Somehow, someway it pops its head up on the national scale once the Final Four is settled.
See, I told you the Big Ten was for real.
Or, Man, the Big 12 really showed everyone why it was the best league in America.
Never understood how four teams — especially when they are from four different leagues — who simply survived and made it this far was any kind of statement toward the conference they came from.
It’s not. Kansas making the Final Four no more legitimizes the Big 12’s national standing in the college basketball world than a bald man legitimizes a razor.
When the rankings come out for next season, voters aren’t going to start bumping WVU, Texas Tech or Kansas State into the top 10 simply because all three teams competed well against Kansas.
The statement that it makes is that Kansas is a damn good program with a fantastic coach.
The statement is that Malik Newman finally began to play like the player he was recruited to be and that Devonte’ Graham probably deserved more credit on a national scale than he received.
Period.
But the talking heads — and the old and disgruntled local column writer — need something to discuss, so we break down the conferences in a big-picture sort of way.
In truth, all the numbers point to the Big 12, and if WVU had knocked off Villanova, the conference would have had half of the Elite Eight teams.
I admit it, that would have been impressive.
But, surprise, Kansas is the only one who seriously challenged for the Final Four.
WVU and Texas Tech couldn’t keep up with Villanova, and Kansas State beat Kentucky but was then upset by Loyola Chicago, so they broke even.
Add to that TCU, Texas and Oklahoma were all weak first-round exits, and what do you really got?
Oklahoma State and Baylor combined for three NIT wins and are both eliminated from that tournament.
What national statement did the Big 12 make that it hasn’t already made a dozen times in past seasons?
Kansas is great and the rest of us are pretty good.
If we can, let’s be honest here for a moment; you can say the Big 12 was the best.
I say the best of what?
The ACC was vastly overrated. The Pac-12 was an absolute dumpster fire.
The SEC was improved but didn’t take very long in the postseason to prove it was still a one-team league.

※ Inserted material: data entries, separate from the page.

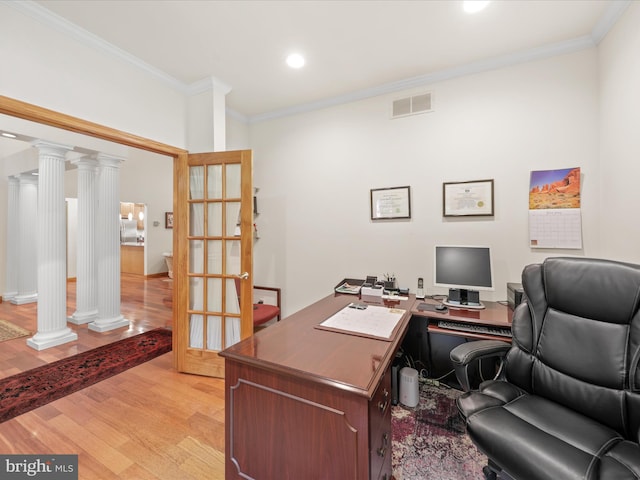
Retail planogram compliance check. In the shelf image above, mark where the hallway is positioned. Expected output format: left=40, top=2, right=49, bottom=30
left=0, top=274, right=224, bottom=480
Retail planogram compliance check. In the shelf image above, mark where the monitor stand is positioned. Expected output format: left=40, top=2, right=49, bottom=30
left=442, top=288, right=484, bottom=310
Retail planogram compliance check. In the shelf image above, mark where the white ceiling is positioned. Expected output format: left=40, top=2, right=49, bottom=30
left=26, top=0, right=630, bottom=121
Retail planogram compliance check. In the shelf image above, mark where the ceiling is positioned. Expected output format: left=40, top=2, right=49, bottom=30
left=18, top=0, right=630, bottom=121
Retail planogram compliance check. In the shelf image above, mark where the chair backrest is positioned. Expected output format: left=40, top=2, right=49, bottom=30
left=505, top=258, right=640, bottom=442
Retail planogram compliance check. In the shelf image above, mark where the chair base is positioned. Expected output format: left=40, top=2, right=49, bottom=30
left=482, top=460, right=513, bottom=480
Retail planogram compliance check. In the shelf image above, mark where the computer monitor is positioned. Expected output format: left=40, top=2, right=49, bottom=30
left=433, top=245, right=493, bottom=308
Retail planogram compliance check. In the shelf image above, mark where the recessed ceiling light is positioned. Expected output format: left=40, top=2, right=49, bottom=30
left=287, top=53, right=304, bottom=68
left=462, top=0, right=489, bottom=13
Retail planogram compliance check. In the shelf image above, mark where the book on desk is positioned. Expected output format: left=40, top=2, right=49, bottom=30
left=316, top=302, right=406, bottom=341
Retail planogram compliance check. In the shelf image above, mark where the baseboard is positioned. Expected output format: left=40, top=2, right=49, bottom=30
left=145, top=272, right=169, bottom=278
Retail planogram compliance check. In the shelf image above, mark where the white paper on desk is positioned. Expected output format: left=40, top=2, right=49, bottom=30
left=319, top=305, right=405, bottom=340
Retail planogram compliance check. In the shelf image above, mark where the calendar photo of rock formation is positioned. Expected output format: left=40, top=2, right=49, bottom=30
left=529, top=167, right=580, bottom=210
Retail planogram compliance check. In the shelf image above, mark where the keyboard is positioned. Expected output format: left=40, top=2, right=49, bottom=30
left=438, top=320, right=511, bottom=337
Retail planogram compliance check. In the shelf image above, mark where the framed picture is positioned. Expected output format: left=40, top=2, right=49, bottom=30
left=164, top=212, right=173, bottom=228
left=442, top=179, right=493, bottom=217
left=371, top=187, right=411, bottom=220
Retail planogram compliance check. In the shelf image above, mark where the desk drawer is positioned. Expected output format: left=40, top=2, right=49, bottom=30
left=369, top=369, right=391, bottom=478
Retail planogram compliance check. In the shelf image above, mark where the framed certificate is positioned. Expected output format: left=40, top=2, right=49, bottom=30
left=371, top=187, right=411, bottom=220
left=442, top=179, right=493, bottom=217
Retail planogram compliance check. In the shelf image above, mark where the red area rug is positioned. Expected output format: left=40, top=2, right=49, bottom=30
left=0, top=328, right=171, bottom=423
left=391, top=384, right=487, bottom=480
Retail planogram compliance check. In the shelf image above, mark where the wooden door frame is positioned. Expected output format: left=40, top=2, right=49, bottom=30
left=0, top=95, right=189, bottom=362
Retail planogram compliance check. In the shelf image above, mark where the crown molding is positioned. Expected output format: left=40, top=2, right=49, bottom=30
left=3, top=0, right=633, bottom=124
left=3, top=0, right=189, bottom=94
left=591, top=0, right=632, bottom=45
left=249, top=35, right=595, bottom=123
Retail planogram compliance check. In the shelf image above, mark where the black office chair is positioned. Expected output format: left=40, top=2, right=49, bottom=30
left=451, top=258, right=640, bottom=480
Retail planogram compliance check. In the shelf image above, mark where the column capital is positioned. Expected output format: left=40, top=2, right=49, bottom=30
left=16, top=173, right=38, bottom=185
left=31, top=140, right=73, bottom=158
left=71, top=155, right=99, bottom=170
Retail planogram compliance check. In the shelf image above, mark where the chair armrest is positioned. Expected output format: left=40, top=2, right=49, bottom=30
left=449, top=340, right=511, bottom=392
left=253, top=285, right=282, bottom=322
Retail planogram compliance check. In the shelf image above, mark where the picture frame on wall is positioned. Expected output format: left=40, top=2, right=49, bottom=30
left=442, top=179, right=493, bottom=217
left=371, top=186, right=411, bottom=220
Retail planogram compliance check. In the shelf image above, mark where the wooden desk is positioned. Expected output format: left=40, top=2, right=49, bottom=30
left=411, top=299, right=513, bottom=342
left=220, top=294, right=414, bottom=480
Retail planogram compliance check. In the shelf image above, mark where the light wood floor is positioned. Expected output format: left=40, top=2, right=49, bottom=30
left=0, top=274, right=224, bottom=480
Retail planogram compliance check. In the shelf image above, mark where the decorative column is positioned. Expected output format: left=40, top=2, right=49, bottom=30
left=27, top=142, right=78, bottom=350
left=2, top=176, right=20, bottom=302
left=11, top=175, right=38, bottom=305
left=67, top=157, right=98, bottom=325
left=89, top=154, right=129, bottom=332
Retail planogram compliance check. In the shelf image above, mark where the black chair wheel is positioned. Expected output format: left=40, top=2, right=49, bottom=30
left=482, top=466, right=498, bottom=480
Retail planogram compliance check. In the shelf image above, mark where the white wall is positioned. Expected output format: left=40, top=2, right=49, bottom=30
left=250, top=49, right=600, bottom=314
left=0, top=2, right=640, bottom=322
left=0, top=2, right=186, bottom=148
left=62, top=148, right=173, bottom=275
left=599, top=2, right=640, bottom=263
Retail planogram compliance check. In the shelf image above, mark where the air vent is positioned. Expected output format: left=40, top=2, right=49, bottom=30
left=391, top=92, right=432, bottom=118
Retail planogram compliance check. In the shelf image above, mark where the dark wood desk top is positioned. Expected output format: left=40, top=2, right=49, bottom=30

The Big Ten was solid. Michigan State got a raw deal with its NCAA seed, and Michigan picked the right time to get hot.
The Big East was good, but again, are teams like Creighton, Providence and Butler going to shoot right up the relevance scale because of what Villanova accomplished?
Probably not, and we say that knowing full well Providence, Creighton and Butler all beat the Wildcats during the season.
Maybe one day we can move past all of this and simply judge teams on their own merit and quit boosting a program’s ego or detracting from it based on the league it plays in.
Alas, that day does not appear to be in sight.